Debatte zum MesserangriffEklat im Zürcher Kantonsrat – Linke verlässt geschlossen den Saal
Nach dem Messerangriff auf einen orthodoxen Juden in Zürich wirft Rechtsaussen der Linken Antisemitismus vor. SP, Grüne und AL standen demonstrativ auf und gingen ins Foyer.
Zum Eklat während der Ratssitzung kam es nach einer Wortmeldung von Kantonsrat Tobias Weidmann (SVP, Hettlingen). Er griff in der Fraktionserklärung der SVP-EDU zur Messerattacke auf einen orthodoxen Juden vom Samstagabend die Linke verbal an. Weidmann sagte: «Antisemitismus 2024 kommt nicht von rechts, sondern von der antikapitalistischen Linken oder aus migrantischen Milieus.» Die Linke war empört. Erst buhten die Kantonsrätinnen und Kantonsräte nur. Dann wurden sie immer lauter. Schliesslich verliessen sie geschlossen den Saal.

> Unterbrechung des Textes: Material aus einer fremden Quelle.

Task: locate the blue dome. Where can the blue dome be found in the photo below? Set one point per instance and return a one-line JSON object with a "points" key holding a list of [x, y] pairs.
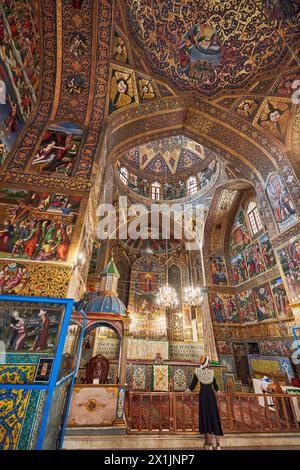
{"points": [[106, 303]]}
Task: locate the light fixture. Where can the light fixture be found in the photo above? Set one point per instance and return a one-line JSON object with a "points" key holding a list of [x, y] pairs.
{"points": [[167, 297]]}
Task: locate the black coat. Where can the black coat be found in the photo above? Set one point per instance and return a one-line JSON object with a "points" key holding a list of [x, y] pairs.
{"points": [[209, 416]]}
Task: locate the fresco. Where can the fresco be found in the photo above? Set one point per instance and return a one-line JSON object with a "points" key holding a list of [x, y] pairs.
{"points": [[26, 327], [13, 278], [218, 270], [280, 9], [283, 207], [267, 252], [145, 88], [280, 298], [196, 47], [19, 67], [254, 260], [279, 347], [120, 53], [246, 307], [224, 308], [122, 89], [247, 108], [289, 256], [239, 269], [286, 83], [264, 302], [274, 117], [36, 225], [200, 51], [167, 155], [240, 235], [58, 151], [148, 320]]}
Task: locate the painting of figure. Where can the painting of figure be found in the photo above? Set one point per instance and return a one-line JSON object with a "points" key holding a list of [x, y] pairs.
{"points": [[200, 51], [280, 298], [266, 251], [264, 302], [122, 89], [281, 203], [289, 257], [13, 278], [148, 318], [254, 260], [19, 66], [57, 153], [218, 270], [239, 269], [246, 307], [275, 117], [224, 308], [240, 236], [36, 225], [30, 326]]}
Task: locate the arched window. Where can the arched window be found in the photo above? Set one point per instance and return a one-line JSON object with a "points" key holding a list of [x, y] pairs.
{"points": [[191, 185], [155, 191], [254, 218], [124, 175]]}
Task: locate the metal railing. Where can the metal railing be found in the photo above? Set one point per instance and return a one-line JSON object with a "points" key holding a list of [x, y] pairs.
{"points": [[175, 412]]}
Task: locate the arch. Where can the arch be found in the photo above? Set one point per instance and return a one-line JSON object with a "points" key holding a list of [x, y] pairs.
{"points": [[97, 323]]}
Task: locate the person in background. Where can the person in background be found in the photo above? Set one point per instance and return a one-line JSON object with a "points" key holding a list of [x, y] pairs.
{"points": [[209, 417]]}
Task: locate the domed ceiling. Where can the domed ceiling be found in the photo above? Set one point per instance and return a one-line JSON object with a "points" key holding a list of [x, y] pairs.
{"points": [[170, 156], [214, 44]]}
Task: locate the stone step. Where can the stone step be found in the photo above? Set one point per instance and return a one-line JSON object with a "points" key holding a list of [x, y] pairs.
{"points": [[178, 441]]}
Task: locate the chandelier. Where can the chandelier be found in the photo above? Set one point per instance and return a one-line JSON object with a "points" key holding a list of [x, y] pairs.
{"points": [[167, 297], [192, 296]]}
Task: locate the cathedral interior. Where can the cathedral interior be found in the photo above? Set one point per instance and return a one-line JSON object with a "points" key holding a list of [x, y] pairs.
{"points": [[109, 111]]}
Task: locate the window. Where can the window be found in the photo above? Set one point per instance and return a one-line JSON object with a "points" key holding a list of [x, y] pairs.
{"points": [[191, 186], [254, 218], [155, 191], [124, 175]]}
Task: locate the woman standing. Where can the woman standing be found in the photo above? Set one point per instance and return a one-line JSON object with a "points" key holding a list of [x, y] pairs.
{"points": [[209, 417]]}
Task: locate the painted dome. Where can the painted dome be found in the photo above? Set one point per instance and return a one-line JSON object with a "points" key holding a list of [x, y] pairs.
{"points": [[106, 304]]}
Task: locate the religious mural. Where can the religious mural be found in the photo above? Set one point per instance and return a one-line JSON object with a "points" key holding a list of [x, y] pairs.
{"points": [[275, 117], [218, 270], [280, 298], [240, 235], [122, 89], [13, 278], [200, 51], [264, 302], [224, 308], [120, 52], [30, 327], [280, 9], [205, 51], [19, 68], [148, 320], [36, 225], [282, 205], [247, 307], [254, 260], [58, 151], [289, 256]]}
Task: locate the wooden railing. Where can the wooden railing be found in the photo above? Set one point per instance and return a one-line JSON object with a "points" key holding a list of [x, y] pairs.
{"points": [[173, 412]]}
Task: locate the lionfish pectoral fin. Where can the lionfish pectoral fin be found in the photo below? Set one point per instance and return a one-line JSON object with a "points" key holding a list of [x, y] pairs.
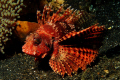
{"points": [[68, 59]]}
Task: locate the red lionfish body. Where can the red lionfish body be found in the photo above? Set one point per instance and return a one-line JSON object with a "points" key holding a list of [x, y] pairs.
{"points": [[49, 40]]}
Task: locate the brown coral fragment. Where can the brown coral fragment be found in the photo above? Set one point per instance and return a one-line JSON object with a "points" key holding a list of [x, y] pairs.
{"points": [[24, 28]]}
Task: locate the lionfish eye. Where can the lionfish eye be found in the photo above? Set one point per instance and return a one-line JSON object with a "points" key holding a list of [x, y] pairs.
{"points": [[37, 41]]}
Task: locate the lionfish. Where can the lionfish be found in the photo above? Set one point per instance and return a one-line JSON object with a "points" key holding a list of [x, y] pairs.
{"points": [[57, 37]]}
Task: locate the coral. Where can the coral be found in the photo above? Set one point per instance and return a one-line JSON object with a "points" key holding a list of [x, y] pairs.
{"points": [[9, 11], [57, 37]]}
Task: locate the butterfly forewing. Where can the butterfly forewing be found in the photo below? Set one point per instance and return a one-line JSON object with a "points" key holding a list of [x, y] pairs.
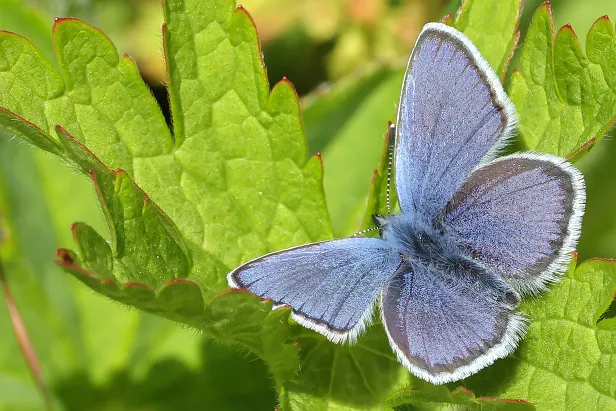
{"points": [[453, 114]]}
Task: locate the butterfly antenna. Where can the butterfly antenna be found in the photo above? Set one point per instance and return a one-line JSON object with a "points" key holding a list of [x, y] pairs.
{"points": [[367, 230], [390, 154]]}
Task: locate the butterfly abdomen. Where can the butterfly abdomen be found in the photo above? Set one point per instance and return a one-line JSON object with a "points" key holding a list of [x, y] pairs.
{"points": [[420, 243]]}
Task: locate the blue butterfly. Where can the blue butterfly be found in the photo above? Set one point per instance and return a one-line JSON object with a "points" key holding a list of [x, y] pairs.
{"points": [[475, 232]]}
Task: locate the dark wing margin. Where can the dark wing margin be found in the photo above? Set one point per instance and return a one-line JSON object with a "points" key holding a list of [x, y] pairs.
{"points": [[453, 116], [331, 286], [520, 216]]}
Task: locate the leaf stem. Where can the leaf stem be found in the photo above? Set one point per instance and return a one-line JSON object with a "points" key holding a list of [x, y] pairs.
{"points": [[23, 340]]}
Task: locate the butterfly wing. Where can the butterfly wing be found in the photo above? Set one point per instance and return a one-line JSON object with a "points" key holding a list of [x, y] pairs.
{"points": [[453, 114], [446, 325], [520, 216], [331, 286]]}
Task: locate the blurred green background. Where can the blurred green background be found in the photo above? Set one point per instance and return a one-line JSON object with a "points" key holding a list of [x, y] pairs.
{"points": [[345, 58]]}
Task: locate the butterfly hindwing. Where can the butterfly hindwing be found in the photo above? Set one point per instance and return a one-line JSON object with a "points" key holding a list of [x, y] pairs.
{"points": [[331, 286], [520, 216], [453, 114], [446, 324]]}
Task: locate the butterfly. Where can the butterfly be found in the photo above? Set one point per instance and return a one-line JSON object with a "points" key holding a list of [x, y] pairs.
{"points": [[475, 231]]}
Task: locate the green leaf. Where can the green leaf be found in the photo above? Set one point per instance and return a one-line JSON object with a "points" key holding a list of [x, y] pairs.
{"points": [[568, 358], [566, 100], [493, 27], [95, 354], [458, 397], [234, 179]]}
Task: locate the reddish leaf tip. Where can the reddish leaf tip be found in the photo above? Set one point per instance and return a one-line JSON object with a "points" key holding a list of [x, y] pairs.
{"points": [[64, 256], [605, 18]]}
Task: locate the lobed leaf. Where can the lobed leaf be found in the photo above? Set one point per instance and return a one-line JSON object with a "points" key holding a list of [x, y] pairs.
{"points": [[233, 180], [566, 99]]}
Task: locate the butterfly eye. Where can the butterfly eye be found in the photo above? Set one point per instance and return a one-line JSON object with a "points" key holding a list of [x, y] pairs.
{"points": [[512, 298]]}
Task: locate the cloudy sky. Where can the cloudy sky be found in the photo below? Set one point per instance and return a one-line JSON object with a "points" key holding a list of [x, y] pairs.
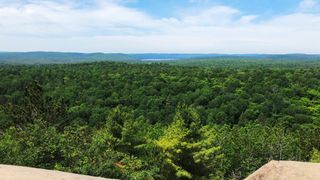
{"points": [[180, 26]]}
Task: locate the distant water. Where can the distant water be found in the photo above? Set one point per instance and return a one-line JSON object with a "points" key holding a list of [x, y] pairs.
{"points": [[159, 59]]}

Weidmann redete unbeirrt weiter und sagte Sätze wie: «Antisemiten tragen meistens keine Springerstiefel, sondern Arafat-Tuch oder Che-Guevara-T-Shirts». Solange die «vermeintlich Toleranten» die wahren Urheber des Antisemitismus nicht beim Namen nennen würden, seien ihre Mitleidsbekundungen hohle Phrasen. Die Unruhe im Saal – ohren- und augenfällig.
Rueff-Frenkel erschüttert
Die FDP-Kantonsrätin Sonja Rueff-Frenkel sah sich zu einer Gegenrede genötigt. «So etwas habe ich noch nie erlebt», sagte sie sichtlich erschüttert. Rueff-Frenkel, selber Jüdin, sagte, sie sei enttäuscht von der Reaktion sowohl von links als auch von rechts. «Es ist egal, ob mein Sohn von einem Messer in der linken oder der rechten Hand niedergestochen wird. Ich fühle mich unsicher wegen des Antisemitismus», sagte Rueff-Frenkel.
Es sei zwar so, dass der gewalttätige Antisemitismus meistens von Muslimen ausginge. Sie distanzierte sich trotz dieser Aussage aber von der Haltung der SVP-EDU-Fraktion.
Der Antisemitismus sei ein gesellschaftliches Problem. «Drei Polizisten mehr vor einer Synagoge nützen mir nichts, die sind bald wieder weg», sagte Rueff-Frenkel. Dass die Ratslinke den Saal verlassen hat, habe sie noch nie erlebt. «Aber wir haben ein Problem, links und rechts – wir alle sind als Gesellschaft gefordert.»
Fehr verspricht Aufklärung
Rueff-Frenkel hatte aufgrund ihres Hintergrundes gewissermassen das Schlusswort in dieser Frage. Von den Parteien, die den Rat verliessen, ergriff niemand das Wort.
Der Grüne Fraktionschef Thomas Forrer sagte später: «Opfer von antisemitischen Taten darf man politisch nicht instrumentalisieren.» Die SVP habe die Tat für die eigene politische Agenda nutzen wollen. Hätte man sich im Rat geäussert, wäre man auf dieses «politische Spiel» eingestiegen, sagte Forrer. «Wir halten das aus demokratischer Perspektive für verwerflich» und man habe deshalb aus Protest den Saal verlassen.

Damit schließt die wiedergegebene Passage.